Download Maps and Politics PDF Online Free

Author :
Publisher : Reaktion Books
ISBN 13 : 1861898371
Total Pages : 190 pages
Book Rating : 4.71/5 ( download)

DOWNLOAD NOW!


Book Synopsis Maps and Politics by : Jeremy Black

Download or read book Maps and Politics written by Jeremy Black and published by Reaktion Books. This book was released on 2000-09-01 with total page 190 pages. Available in PDF, EPUB and Kindle. Book excerpt: ?We all rely on the apparent accuracy and objectivity of maps, but often do not see the very process of mapping as political. Are the power and purpose of maps inherently political? Maps and Politics addresses this important question and seeks to emphasize that the apparent ‘objectivity’ of the map-making and map-using process cannot be divorced from aspects of the politics of representation. Maps have played, and continue to play, a major role in both international and domestic politics. They show how visual geographical representations can be made to reflect and advance political agendas in powerful ways. The major developments in this field over the last century are responses both to cartographic progression and to a greater emphasis on graphic imagery in societies affected by politicization, democratization, and consumer and cultural shifts. Jeremy Black asks whether bias-free cartography is possible and demonstrates that maps are not straightforward visual texts, but contain political and politicizing subtexts that need to be read with care.

Maps of Empire

Download Maps of Empire PDF Online Free

Author :
Publisher : University of Toronto Press
ISBN 13 : 1487534957
Total Pages : 213 pages
Book Rating : 4.50/5 ( download)

DOWNLOAD NOW!


Book Synopsis Maps of Empire by : Kyle Wanberg

Download or read book Maps of Empire written by Kyle Wanberg and published by University of Toronto Press. This book was released on 2020-07-09 with total page 213 pages. Available in PDF, EPUB and Kindle. Book excerpt: During the political upheavals of the mid-twentieth century, as imperialism was unraveling on a grand scale, writers from colonized and occupied spaces questioned the necessity and ethics of their histories.
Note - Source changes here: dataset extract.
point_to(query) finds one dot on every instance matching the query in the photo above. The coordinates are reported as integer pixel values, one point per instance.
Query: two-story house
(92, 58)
As empire "wrote back" to the self-ordained centres of the world, modes of representation underwent a transformation. Exploring novels and diverse forms of literature from regions in West Africa, the Middle East, and Indigenous America, Maps of Empire considers how writers struggle with the unstable boundaries generated by colonial projects and their dissolution. The literary spaces covered in the book form imaginary states or reimagine actual cartographies and identities sanctioned under empire. The works examined in Maps of Empire, through their inner representations and their outer histories of reception, inspire and provoke us to reconsider boundaries.